# Sever 2008 SBS



## msharper (Sep 3, 2009)

Hello! As I just signed up for this forum today I am not able to locate the answer to my question under this thread so I will ask it, forgive me if it has already been covered. I am using Windows Server 2008 Remote Work Place via the web. Once I connect from home and select a computer to use it then prompts me to allow the remote computer access the following resources on my computer, and the two options listed are Clipboard and Printers. 
 Now my problem is I make sure both are checked however when I go to print a project/job/document I do not see my local printer, nor will it just auto print to my local printer. If someone could be so kind and direct me it would be great.
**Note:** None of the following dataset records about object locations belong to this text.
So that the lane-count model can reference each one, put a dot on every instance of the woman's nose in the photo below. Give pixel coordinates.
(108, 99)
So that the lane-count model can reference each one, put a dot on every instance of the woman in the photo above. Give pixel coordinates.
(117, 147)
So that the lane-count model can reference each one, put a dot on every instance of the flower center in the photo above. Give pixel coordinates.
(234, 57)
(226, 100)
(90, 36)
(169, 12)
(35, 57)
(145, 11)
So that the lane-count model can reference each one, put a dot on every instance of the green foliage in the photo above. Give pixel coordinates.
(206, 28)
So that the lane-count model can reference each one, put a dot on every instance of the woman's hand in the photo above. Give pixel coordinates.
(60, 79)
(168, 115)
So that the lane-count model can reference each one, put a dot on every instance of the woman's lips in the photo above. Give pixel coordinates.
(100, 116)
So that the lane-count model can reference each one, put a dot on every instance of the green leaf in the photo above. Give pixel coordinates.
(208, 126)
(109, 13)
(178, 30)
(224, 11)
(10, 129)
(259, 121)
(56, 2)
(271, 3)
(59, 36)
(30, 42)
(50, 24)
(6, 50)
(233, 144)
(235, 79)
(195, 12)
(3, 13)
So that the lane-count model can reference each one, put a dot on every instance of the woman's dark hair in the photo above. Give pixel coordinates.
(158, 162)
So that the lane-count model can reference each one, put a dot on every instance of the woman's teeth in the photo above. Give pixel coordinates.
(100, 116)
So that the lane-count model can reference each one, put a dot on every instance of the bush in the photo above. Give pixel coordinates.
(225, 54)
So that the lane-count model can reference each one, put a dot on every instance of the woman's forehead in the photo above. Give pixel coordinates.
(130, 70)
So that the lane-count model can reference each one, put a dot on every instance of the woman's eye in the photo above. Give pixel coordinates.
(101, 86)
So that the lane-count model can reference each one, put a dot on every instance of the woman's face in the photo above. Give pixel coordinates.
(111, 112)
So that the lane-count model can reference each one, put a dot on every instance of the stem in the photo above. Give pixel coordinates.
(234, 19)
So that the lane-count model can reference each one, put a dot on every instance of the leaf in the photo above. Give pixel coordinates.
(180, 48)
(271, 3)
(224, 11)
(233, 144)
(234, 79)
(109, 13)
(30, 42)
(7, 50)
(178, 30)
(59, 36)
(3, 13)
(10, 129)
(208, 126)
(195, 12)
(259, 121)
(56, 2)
I have tried checking the help guide and it simply says to make sure I have checked the box for printers when connecting. Thank you!


----------



## srhoades (May 15, 2003)

You need to install the local printer drivers on the remote computer.


----------



## msharper (Sep 3, 2009)

That was the fix i needed, thank you so much for your help! Sorry seems i am not as smart as i thought. I over looked the basics..


----------



## msharper (Sep 3, 2009)

This problem has transformed into a new one. Now on the host computer when you hit print it will print however now it scrolls about 9 error messages- Remote Desktop Redirected….. Error printing. Any idea what would cause this, better any idea how to fix this?


----------